Second will be around how we foster a meaningful technology ecosystem. Due to rapid uptake, there will be a number of solutions for solving similar problems. Fragmentation will be widespread. Due to rapid implementations, there will be limited unifying workflows or interoperability. Evaluations that were less rigorous than usual will result in some less effective and more risky solutions in the system.

A large number of new implementations will have been implemented for ‘free’ or on ‘extended trials’, commercial terms and who pays for what will have to be figured out quickly. To meet these challenges, the ecosystem will need to be based on open standards and have transparent evaluation and assurance frameworks. Some solutions will have to be replaced with others that plug the gaps.

Third will be around supporting staff through the change. Staff will need upskilling on the new ways of working. These skills will undoubtedly include digital health and communication-related skills. Communication will take a whole new form including supporting patients, carers and family virtually and also on how to work effectively with cross-organisational colleagues in social care and local government.
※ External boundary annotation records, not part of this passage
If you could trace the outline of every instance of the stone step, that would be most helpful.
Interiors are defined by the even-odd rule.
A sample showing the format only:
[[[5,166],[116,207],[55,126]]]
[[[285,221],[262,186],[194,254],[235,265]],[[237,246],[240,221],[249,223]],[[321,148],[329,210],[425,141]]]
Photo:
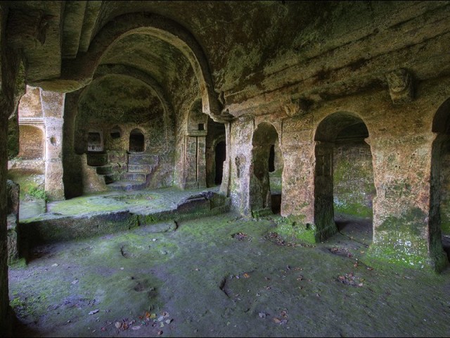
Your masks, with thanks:
[[[152,166],[148,164],[130,164],[128,165],[129,173],[146,173],[152,172]]]
[[[141,181],[117,181],[108,184],[112,190],[140,190],[146,187],[146,182]]]
[[[128,154],[123,150],[108,150],[108,161],[110,163],[128,163]]]
[[[106,153],[89,153],[86,154],[87,165],[93,167],[108,164],[108,154]]]
[[[141,181],[146,182],[148,173],[126,173],[121,175],[121,181]]]
[[[108,175],[112,173],[112,167],[111,165],[101,165],[96,167],[96,171],[98,175]]]
[[[128,154],[128,164],[155,165],[158,164],[158,155],[146,153],[130,153]]]

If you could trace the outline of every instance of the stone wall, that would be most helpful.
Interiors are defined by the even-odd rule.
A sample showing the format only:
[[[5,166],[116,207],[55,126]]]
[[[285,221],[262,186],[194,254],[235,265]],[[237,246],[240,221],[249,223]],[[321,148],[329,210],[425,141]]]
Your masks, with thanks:
[[[372,217],[376,191],[370,146],[364,141],[337,142],[333,160],[335,212]]]
[[[441,150],[440,218],[442,234],[450,235],[450,142]]]
[[[281,214],[298,223],[317,225],[316,217],[321,215],[314,209],[314,192],[321,189],[316,180],[321,163],[317,145],[325,144],[314,141],[316,130],[327,116],[349,112],[342,116],[357,117],[366,125],[369,134],[366,142],[370,146],[364,143],[352,147],[349,144],[345,147],[333,146],[335,199],[354,201],[351,194],[356,192],[357,206],[365,210],[359,213],[362,215],[368,215],[372,204],[374,241],[371,252],[374,257],[410,266],[440,268],[445,263],[440,230],[428,220],[432,218],[430,175],[435,135],[431,125],[440,104],[450,94],[446,87],[449,81],[445,78],[419,84],[417,96],[410,103],[394,104],[387,91],[373,91],[329,101],[292,117],[281,117],[284,160]],[[254,121],[275,119],[281,111],[275,104],[274,107],[269,115],[255,118],[244,115],[231,125],[231,196],[233,208],[243,214],[250,213],[249,201],[253,192],[249,184]],[[344,126],[345,118],[337,118],[331,125]],[[353,162],[347,170],[342,168],[345,154]],[[344,175],[349,171],[353,173],[352,177]],[[444,169],[443,173],[446,171]],[[350,192],[347,188],[354,184],[355,189]],[[443,214],[446,212],[446,196],[443,194]]]

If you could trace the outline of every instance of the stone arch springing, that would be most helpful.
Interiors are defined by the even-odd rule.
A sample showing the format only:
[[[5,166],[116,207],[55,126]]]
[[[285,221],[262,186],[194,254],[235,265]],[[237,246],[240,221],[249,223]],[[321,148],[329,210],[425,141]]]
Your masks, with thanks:
[[[274,125],[266,122],[259,123],[252,140],[250,206],[254,217],[280,211],[281,187],[278,198],[278,194],[272,193],[271,190],[275,189],[272,187],[274,184],[269,175],[271,148],[276,144],[279,146],[279,137]]]
[[[91,81],[103,56],[117,41],[132,34],[150,35],[178,49],[190,63],[197,78],[202,111],[214,119],[220,118],[220,105],[214,92],[212,77],[198,42],[178,23],[149,13],[135,13],[115,18],[96,35],[86,53],[75,60],[65,62],[62,68],[60,80],[42,82],[39,85],[53,90],[53,87],[60,84],[68,92],[86,86]]]
[[[349,218],[359,217],[366,218],[366,240],[371,242],[376,192],[368,137],[365,123],[352,113],[329,115],[317,127],[314,224],[321,239],[342,230]]]
[[[434,251],[442,246],[450,257],[450,99],[437,109],[432,131],[429,245]]]
[[[120,75],[131,77],[146,84],[148,89],[158,98],[164,109],[164,128],[165,137],[165,149],[169,151],[172,147],[172,142],[174,138],[174,113],[170,103],[167,100],[167,94],[160,84],[148,74],[145,73],[134,67],[124,65],[101,65],[96,70],[94,82],[101,80],[108,75]]]

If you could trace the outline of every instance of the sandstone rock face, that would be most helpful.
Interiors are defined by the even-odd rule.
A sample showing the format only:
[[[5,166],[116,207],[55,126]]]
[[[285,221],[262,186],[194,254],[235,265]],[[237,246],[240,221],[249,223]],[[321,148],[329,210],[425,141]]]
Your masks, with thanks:
[[[221,184],[234,211],[279,212],[305,240],[353,213],[373,217],[373,259],[446,264],[449,1],[12,1],[2,13],[2,250],[8,148],[42,158],[51,199]]]

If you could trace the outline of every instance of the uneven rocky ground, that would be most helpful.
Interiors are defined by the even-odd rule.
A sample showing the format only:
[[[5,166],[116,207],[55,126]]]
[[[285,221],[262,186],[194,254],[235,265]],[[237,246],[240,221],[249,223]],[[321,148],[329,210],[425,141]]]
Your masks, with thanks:
[[[35,248],[17,337],[448,337],[450,268],[368,266],[366,219],[316,246],[232,213]],[[166,227],[167,228],[167,227]]]

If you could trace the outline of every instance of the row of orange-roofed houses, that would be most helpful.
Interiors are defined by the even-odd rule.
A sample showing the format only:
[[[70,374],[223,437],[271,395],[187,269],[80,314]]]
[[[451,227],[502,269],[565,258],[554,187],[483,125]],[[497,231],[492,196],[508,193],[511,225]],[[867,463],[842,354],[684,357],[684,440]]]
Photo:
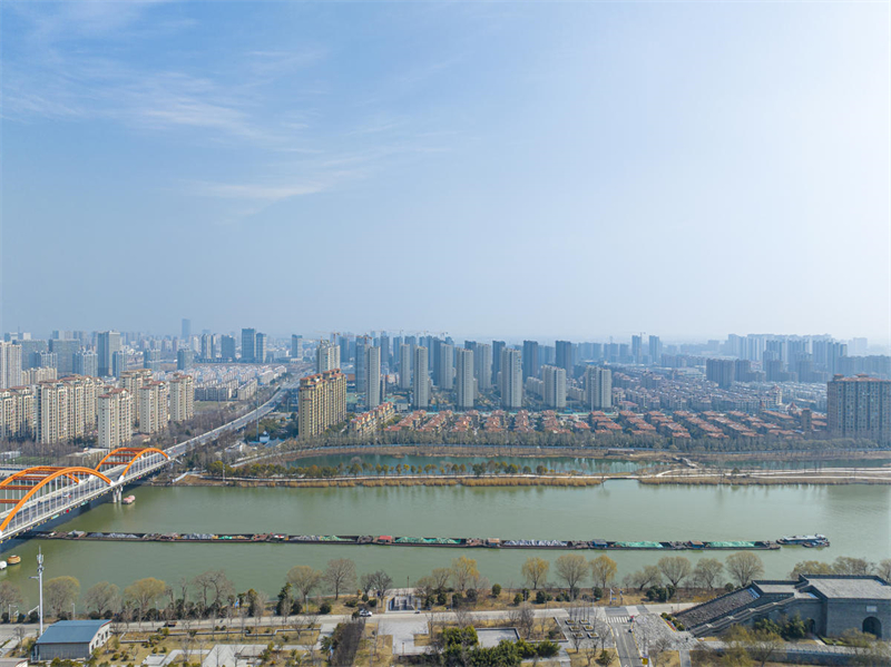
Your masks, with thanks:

The ability to support mental health issues will no longer be the responsibility of a select few. Supporting users to be aware of and use the solutions effectively will increasingly become important once the hype dies down and the necessity for virtual first recedes.

A year from now

In the longer term, the focus will be on consolidating the new norm. I believe that within this phase, the following will be the key focus areas. 

First, legislation and assurance frameworks will need to be rehauled. Based on lessons learnt and evaluation of the outcomes based on changes made in the past year, legislation should not hinder the adoption and scaling of digital health, and should afford a degree of flexibility for the future.

Having said that, as a counter-balance, assurance levels must be implemented to ensure the appropriate levels of risk management and patient safety are considered. This should also factor in emerging technologies such as artificial intelligence.

As well as rules and policies, it will be important to equip the clinical workforce to be able to better understand current technology trends and solutions and to determine which are effective and could be beneficial to their clinical practice. This education should start at undergraduate level.

Second, incentives and implementation must be optimised. At a basic level, funding flows must be restructured to account for the nature of digital solutions and wherever possible budgets should be pooled to enable pathway-level consideration to avoid ‘siloed budgets’ leading to disparity.

It would also be (high) time that appropriate payments are moved on to an outcome-based model. There is little point paying purely for shiny kit and the latest tech.  At the start, adequate attention must be given to acquiring and engaging with users. Extra resources and specialist skills where appropriate should be allocated to support the implementation of the solutions.

Finally, the environment for continual innovation must be designed and nurtured to ensure progress does not stagnate. We must reflect on the factors that enabled rapid adoption, take time to understand user requirements and strike the correct balance between openness and risk management.

To fully identify and understand all aspects of these considerations the health tech industry, policymakers, health and social care organisations, clinicians, patients and the wider public must all collaborate. This crisis has highlighted the importance of cooperation and the collective power of groups. I hope we can all work together to realise the maximum potential of digital health.